Although the pituitary gland has been known from antiquity and the adrenal glands were first described in 1563, it was only in 1912 that Cushing’s described his famous patient with hypercortisolism, where he observed small basophilic adenomas in the pituitary gland, but he assumed it to be a polyglandular disorder. Bauer first postulated that hypercortisolism resulted from adrenal hypersecretion, either primary or secondary. The cause was disputed for many years and it was only in 1933 that the first patient had neurosurgery for Cushing’s disease. During the 1950s and 1960s the therapy was directed against the target organs, and bilateral adrenalectomy was the treatment of choice, but before the introduction of glucocorticoids this was an extremely perilous undertaking.

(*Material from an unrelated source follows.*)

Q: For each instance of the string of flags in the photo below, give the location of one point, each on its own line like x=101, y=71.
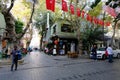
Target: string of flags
x=50, y=5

In 1969 Jules Hardy reported the first successful removal of a pituitary adenoma for the treatment of Cushing’s disease. Subsequently, with the introduction of microsurgery, intraoperative fluoroscopy, and advances in endocrine and radiological diagnostic techniques, transsphenoidal adenomectomy has become the treatment of choice for Cushing’s disease, with reported remission rates between 70% and 90%. It is the only treatment modality that allows for remission of Cushing’s disease without the need for replacement therapy or a high rate of serious complications. More recently endoscopic transsphenoidal surgery has been introduced with favorable results.
Pitfalls in the Treatment of Cushing’s Disease
The neurosurgeon treating Cushing’s disease should not only have a thorough anatomical understanding of the sella and surrounding structures, but also be competent in endocrinological interpretation. While the majority of published series on transsphenoidal surgery are from centers managing a high number of patients, the treatment of this condition is no longer only restricted to these centers. To perform transsphenoidal surgery for Cushing’s disease safely and effectively, it is important to have an understanding of the pitfalls in treating this condition. The difficulties encountered may be related to the incorrect interpretation of endocrinological and radiological tests and mistakes made in surgical technique.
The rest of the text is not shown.